A popular approach to solve multi-assembly consists of building a weighted acyclic graph from the different reads and their abundances in the mixed sample. The weights in the graph form an (approximate) flow, and the different genomic sequences (and their abundances) can be derived by decomposing such flow into a set of weighted paths explaining it.

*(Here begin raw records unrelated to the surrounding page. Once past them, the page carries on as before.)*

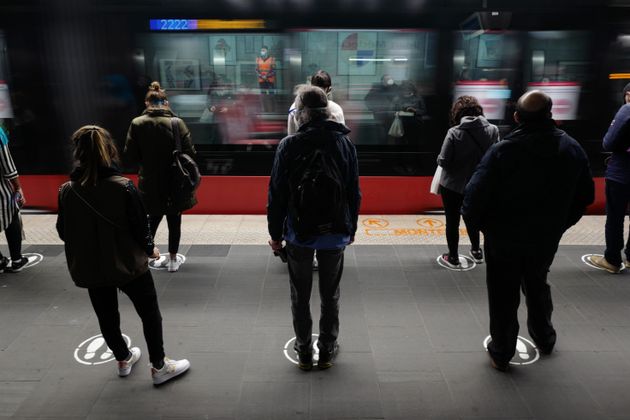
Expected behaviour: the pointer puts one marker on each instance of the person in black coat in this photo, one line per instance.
(526, 192)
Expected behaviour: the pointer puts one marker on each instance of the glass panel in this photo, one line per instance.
(485, 66)
(376, 76)
(559, 66)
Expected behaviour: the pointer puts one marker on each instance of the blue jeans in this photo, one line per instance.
(330, 268)
(617, 199)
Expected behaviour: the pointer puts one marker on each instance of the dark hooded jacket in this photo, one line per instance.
(150, 143)
(334, 135)
(529, 188)
(105, 230)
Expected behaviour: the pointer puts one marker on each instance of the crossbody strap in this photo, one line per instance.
(176, 135)
(476, 142)
(98, 213)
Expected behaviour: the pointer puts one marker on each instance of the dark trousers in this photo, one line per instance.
(452, 209)
(142, 293)
(13, 232)
(174, 222)
(617, 199)
(300, 262)
(506, 275)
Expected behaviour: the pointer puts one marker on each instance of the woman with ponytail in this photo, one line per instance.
(150, 144)
(108, 241)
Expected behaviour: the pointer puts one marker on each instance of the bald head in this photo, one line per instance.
(533, 106)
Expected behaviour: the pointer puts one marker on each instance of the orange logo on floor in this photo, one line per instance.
(429, 227)
(375, 223)
(429, 223)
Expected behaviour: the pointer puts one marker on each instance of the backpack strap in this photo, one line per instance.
(176, 135)
(98, 213)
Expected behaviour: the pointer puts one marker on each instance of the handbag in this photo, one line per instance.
(185, 175)
(435, 183)
(396, 129)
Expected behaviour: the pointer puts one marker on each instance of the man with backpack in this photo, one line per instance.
(313, 205)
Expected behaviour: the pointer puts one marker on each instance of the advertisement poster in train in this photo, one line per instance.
(222, 50)
(180, 74)
(356, 53)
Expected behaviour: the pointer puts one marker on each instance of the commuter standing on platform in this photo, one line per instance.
(526, 192)
(464, 146)
(313, 205)
(322, 80)
(108, 240)
(11, 200)
(617, 141)
(150, 143)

In “Fast, Flexible, and Exact Minimum Flow Decompositions via ILP” a team formed by researchers from Montana State University and University of Helsinki (Postdoctoral
Researcher Fernando Dias and Associate Professor Alexandru Tomescu) consider the NP-hard problem of decomposing the flow into the minimum number of paths. They propose a new Integer Linear Program (ILP) encoding the exponentially many solution paths using only a quadratic number of variables. This significant result will lead to more scalable, faster, and more flexible multi-assemblers based on ILP.
Pre-print: https://arxiv.org/abs/2201.10923
In “Safety and Completeness in Flow Decompositions for RNA Assembly” researchers from Montana State University and University of Helsinki (Research Assistant Milla Kortelainen, Doctoral Researcher Manuel Caceres, Postdoctoral researcher Shahbaz Khan and Associate Professor Alexandru Tomescu) studied the problem of finding sub-paths that are common to all flow decompositions. They developed a “safe and complete” algorithm that reports all 100% precise sub-solutions that can be derived from the flow, instead of reporting one candidate solution. Their algorithm efficiently finds all safe and complete paths, and these are shown to have better quality compared to existing methods.
Pre-print: https://arxiv.org/abs/2201.10372
Both research works have been accepted to the 26th Annual International Conference on Research in Computational Molecular Biology (RECOMB 2022) and will be published in the conference proceedings.